What does patent prosecution mean in the United States?

The word prosecution typically means pursuing criminal charges against a person, but in the context of patents the word prosecution has a different meaning.

Patent prosecution in the United states is the process of securing a patent with the United States Patent and Trademark Office. The process includes writing a patent application, searching for prior art, filing the application with the United States Patent and Trademark Office and interacting with the United States Patent and Trademark Office during in the examination of the application. The examination may conclude with a grant of the patent application, a denial of the patent application or an abandonment of the application if the applicant feels a patent is not worth pursuing.

The attorney you choose to assist you with patent prosecution is important. If you want to sue someone who you believe is infringing on a patent which has already been granted then you want a patent litigation attorney. If you want to acquire a patent on your invention then you want a patent prosecution attorney. Patent prosecution attorneys are registered to represent clients before the United States Patent and Trademark Office, other types of attorneys are not allowed to help clients acquire patents.

The first step in the patent prosecution process is drafting the patent application. Typically drafting the patent application involves the patent attorney interviewing the client to learn: all the inventors involved in the creation of the invention, the nature of the invention and why it is novel, prior art that the client might be aware of, and any public disclosures of the invention of which the client is aware. It is a good idea to have the patent attorney perform a prior art search at this time also to determine what other inventions exist that are similar to the client’s invention. Gathering this information helps the patent attorney not only draft the patent application but also, advise the client on the likelihood a patent will be granted.

Many patent attorneys will want to draft the patent application quickly to avoid the possibility that a competitor files a patent application on a similar invention before the client. The United States used to be a first to invent jurisdiction, meaning that if a client could prove they invented an invention before a competitor they could still be granted a patent, but as of September 2012 the United States changed to a first to disclose requirement. This means that the first person to file a patent application with the United States Patent an Trademark Office will prevent other people from being granted a patent on the same invention.

After the patent application has been completed the patent attorney will file the patent application with the United States Patent an Trademark Office. The United States Patent and Trademark Office will assign a patent examiner to review the application and perform a prior art search of its own. After the prior art search the patent examiner can offer the applicant a non-binding opinion on the patentability of the invention to allow the applicant to decide how to proceed a an early stage. After the prior art search the examination of the patent application continues to determine whether the patent application meets the requirements for granting a patent.

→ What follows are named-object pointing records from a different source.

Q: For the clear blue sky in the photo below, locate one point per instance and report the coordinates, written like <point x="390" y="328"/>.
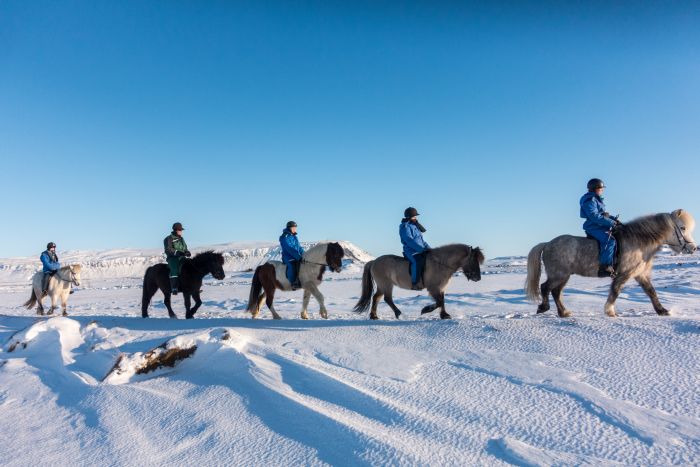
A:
<point x="119" y="118"/>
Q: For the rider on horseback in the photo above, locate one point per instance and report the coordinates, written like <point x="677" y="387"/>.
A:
<point x="50" y="263"/>
<point x="292" y="253"/>
<point x="414" y="247"/>
<point x="175" y="252"/>
<point x="599" y="225"/>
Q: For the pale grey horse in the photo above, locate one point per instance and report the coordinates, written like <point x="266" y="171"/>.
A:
<point x="638" y="242"/>
<point x="440" y="264"/>
<point x="59" y="288"/>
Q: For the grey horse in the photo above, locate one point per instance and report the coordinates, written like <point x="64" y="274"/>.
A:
<point x="638" y="242"/>
<point x="440" y="264"/>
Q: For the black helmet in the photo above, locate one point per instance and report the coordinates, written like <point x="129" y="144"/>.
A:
<point x="595" y="183"/>
<point x="410" y="212"/>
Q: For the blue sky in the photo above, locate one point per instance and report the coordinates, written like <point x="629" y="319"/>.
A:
<point x="119" y="118"/>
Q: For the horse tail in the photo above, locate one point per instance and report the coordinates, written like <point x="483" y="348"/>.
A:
<point x="255" y="290"/>
<point x="32" y="300"/>
<point x="534" y="271"/>
<point x="367" y="289"/>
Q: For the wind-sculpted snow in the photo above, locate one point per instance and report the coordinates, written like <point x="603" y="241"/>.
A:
<point x="497" y="385"/>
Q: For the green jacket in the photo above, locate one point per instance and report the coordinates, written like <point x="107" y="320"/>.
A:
<point x="173" y="244"/>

If the patent examiner determines that patent application does not comply with the requirements for a patent grant, the examiner will issue an Office Action (other jurisdictions might call this an examination report). The office action will detail the examiner’s objections and request that the objections be addressed. The applicant may respond to the examiner’s objections by debating that the application does comply with the requirements for a patent grant, or making amendments to the application to conform with the examiner’s objections. But, if the examiner’s objections are valid and cannot be overcome, the application may be abandoned.

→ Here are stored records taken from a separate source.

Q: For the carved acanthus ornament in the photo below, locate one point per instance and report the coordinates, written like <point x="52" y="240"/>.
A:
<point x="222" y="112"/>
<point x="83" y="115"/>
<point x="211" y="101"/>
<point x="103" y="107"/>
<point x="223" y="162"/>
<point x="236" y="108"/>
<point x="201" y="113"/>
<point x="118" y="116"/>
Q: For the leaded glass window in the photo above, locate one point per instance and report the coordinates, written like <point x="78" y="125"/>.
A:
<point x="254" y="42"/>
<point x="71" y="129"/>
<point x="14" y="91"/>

The process of objection and response is repeated until the patent examine deems the patent application can be granted, the applicant abandons the applications, or a hearing is arranged to resolve the matter.

If the examiner and the applicant cannot reach agreement on the examiner’s objections and the examiner rejects the patent application, the applicant may file an appeal asserting that his patent application was wrongly rejected. The applicant must prove that the patent examiner was incorrect in applying the law, interpreting the claims on the patent application, or interpreting and applying of the prior art to the patent application. If the appeal is successful, a patent may be granted based on the patent application, or that the examination of the patent application continue, depending on where the patent application is in the examination process. If the appeal is not successfully the rejection of the patent application may be upheld.

After the patent application has been granted, there are two instances where the patent might be reexamined by the patent office. Reissue – is when the patent applicant wants to correct a mistake in the granted patent, only the patent holder may request a reissue. Reexamination – is when there is a substantiation new question as to the patentability of an invention, any individual may request a reexamination of a patent.